Parallel Programming with Microsoft .Net : Futures - Example: The Adatum Financial Dashboard

2/19/2011 5:12:47 PM

Here’s an example of how the Futures pattern can be used in an application. The example shows how you can run computationally intensive operations in parallel in an application that uses a graphical user interface (GUI).

Adatum is a financial services firm that provides a financial dashboard application to its employees. The application, known as the Adatum Dashboard, allows employees to perform analyses of financial markets. The dashboard application runs on an employee’s desktop workstation. The Adatum Dashboard analyzes historical data instead of a stream of real-time price data. The analysis it performs is computationally intensive, but there is also some I/O latency because the Adatum Dashboard application collects input data from several sources over the network.

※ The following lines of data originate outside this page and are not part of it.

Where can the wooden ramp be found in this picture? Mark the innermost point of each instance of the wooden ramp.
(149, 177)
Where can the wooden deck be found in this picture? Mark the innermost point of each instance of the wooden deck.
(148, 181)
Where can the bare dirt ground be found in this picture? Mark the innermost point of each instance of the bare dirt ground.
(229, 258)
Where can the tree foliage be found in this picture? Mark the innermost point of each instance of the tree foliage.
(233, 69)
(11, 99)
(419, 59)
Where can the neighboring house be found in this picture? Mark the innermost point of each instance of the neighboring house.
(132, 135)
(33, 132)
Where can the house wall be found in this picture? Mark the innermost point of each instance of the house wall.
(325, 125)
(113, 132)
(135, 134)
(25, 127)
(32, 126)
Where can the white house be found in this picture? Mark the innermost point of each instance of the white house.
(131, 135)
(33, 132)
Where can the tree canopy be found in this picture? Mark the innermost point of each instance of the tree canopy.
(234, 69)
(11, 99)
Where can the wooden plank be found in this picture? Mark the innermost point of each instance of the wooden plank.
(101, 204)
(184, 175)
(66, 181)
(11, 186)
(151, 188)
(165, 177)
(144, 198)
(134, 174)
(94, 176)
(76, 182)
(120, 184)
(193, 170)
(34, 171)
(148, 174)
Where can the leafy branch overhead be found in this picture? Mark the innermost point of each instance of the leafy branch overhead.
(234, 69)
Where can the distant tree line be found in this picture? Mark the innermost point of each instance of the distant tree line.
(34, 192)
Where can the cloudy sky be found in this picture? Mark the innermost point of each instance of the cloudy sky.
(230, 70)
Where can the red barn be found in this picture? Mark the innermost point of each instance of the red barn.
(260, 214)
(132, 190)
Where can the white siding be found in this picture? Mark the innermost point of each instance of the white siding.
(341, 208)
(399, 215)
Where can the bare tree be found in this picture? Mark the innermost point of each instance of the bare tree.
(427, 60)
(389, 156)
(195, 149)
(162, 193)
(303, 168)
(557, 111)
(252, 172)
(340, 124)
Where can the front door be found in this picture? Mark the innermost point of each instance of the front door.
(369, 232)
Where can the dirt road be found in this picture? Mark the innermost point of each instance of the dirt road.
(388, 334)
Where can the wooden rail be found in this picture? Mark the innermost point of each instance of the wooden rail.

After the application has the market data, it merges the datasets together. The application normalizes the merged market data and then performs an analysis step. After the analysis, it creates a market model. It also performs these same steps for historical market data from the Federal Reserve System. After the current and historical models are ready, the application compares the two models and makes a market recommendation of “buy,” “sell,” or “hold.” You can visualize these steps as a graph. Figure 1 illustrates this.

Figure 1. Adatum Dashboard tasks

The tasks in this diagram communicate by specific types of business objects. These are implemented as .NET classes in the Adatum Dashboard application.

You can download the source code for the Adatum Dashboard application from the CodePlex site at http://parallelpatterns.codeplex.com in the Chapter5\A-Dash project. The application consists of four parts: the business object definitions, an analysis engine, a view model, and the user interface, or the view. Figure 2 illustrates this.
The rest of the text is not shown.